RWKV-UNet: Improving UNet with Long-Range Cooperation for Effective Medical Image Segmentation
Juntao Jiang, Jiangning Zhang, Weixuan Liu, Muxuan Gao, Xiaobin Hu, Zhucun Xue, Yong Liu, Shuicheng Yan
TL;DR
RWKV-UNet addresses the challenge of capturing long-range dependencies in medical image segmentation without incurring the high costs of full self-attention. It integrates the Receptance Weighted Key Value (RWKV) mechanism into a U-Net via Global-Local Spatial Perception (GLSP) blocks and Cross-Channel Mix (CCM) skip connections, pairing a robust encoder with a large-kernel decoder.
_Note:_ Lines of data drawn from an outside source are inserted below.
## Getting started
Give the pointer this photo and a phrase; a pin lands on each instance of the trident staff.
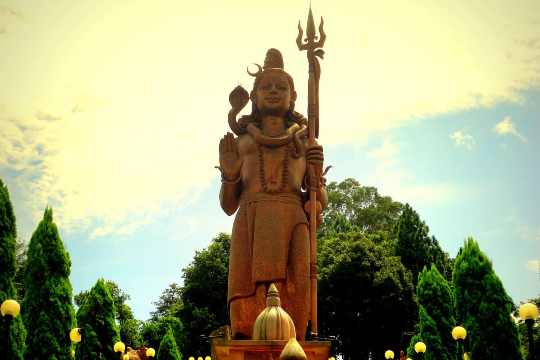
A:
(313, 44)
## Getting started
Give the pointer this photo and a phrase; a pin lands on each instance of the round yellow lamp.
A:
(150, 352)
(75, 335)
(10, 307)
(119, 347)
(459, 333)
(527, 311)
(420, 347)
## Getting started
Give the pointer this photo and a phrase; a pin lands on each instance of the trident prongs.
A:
(310, 42)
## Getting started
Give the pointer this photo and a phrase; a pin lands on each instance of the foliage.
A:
(204, 295)
(129, 326)
(416, 248)
(365, 294)
(48, 311)
(154, 330)
(168, 349)
(8, 235)
(96, 318)
(169, 302)
(355, 207)
(483, 307)
(436, 313)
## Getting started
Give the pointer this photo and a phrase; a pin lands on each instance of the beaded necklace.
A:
(284, 174)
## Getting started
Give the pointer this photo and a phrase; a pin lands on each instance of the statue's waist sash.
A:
(261, 237)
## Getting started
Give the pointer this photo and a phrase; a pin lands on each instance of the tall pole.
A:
(314, 50)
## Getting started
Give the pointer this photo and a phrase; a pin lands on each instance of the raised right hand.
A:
(229, 159)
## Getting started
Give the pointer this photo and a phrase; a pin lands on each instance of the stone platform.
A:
(224, 349)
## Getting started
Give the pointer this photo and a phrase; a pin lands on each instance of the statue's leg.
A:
(244, 311)
(295, 296)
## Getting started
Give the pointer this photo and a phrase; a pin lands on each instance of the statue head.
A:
(273, 89)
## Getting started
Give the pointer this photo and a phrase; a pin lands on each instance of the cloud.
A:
(508, 127)
(534, 265)
(150, 142)
(462, 139)
(392, 179)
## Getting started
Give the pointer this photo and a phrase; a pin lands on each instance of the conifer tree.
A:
(48, 310)
(96, 318)
(483, 307)
(167, 348)
(8, 235)
(436, 312)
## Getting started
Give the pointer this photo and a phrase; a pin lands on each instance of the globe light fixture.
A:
(459, 333)
(10, 307)
(420, 347)
(150, 352)
(75, 335)
(119, 347)
(529, 313)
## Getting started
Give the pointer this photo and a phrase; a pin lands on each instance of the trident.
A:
(314, 51)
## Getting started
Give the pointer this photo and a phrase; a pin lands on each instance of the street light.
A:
(529, 313)
(150, 352)
(420, 348)
(119, 347)
(9, 309)
(459, 334)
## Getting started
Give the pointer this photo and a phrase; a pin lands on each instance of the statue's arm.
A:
(229, 196)
(230, 165)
The approach includes pre-trained encoders and scalable variants (Enc-T/S/B; RWKV-UNet-S/T) to balance accuracy and efficiency, and demonstrates state-of-the-art performance across 11 diverse medical imaging datasets. While highly effective in 2D segmentation, future work will extend to 3D volumes and ultra-lightweight RWKV configurations for broader clinical applicability.
Abstract
In recent years, significant advancements have been made in deep learning for medical image segmentation, particularly with convolutional neural networks (CNNs) and transformer models. However, CNNs face limitations in capturing long-range dependencies, while transformers suffer from high computational complexity. To address this, we propose RWKV-UNet, a novel model that integrates the RWKV (Receptance Weighted Key Value) structure into the U-Net architecture. This integration enhances the model's ability to capture long-range dependencies and to improve contextual understanding, which is crucial for accurate medical image segmentation. We build a strong encoder with developed Global-Local Spatial Perception (GLSP) blocks combining CNNs and RWKVs. We also propose a Cross-Channel Mix (CCM) module to improve skip connections with multi-scale feature fusion, achieving global channel information integration. Experiments on 11 benchmark datasets show that the RWKV-UNet achieves state-of-the-art performance on various types of medical image segmentation tasks. Additionally, smaller variants, RWKV-UNet-S and RWKV-UNet-T, balance accuracy and computational efficiency, making them suitable for broader clinical applications.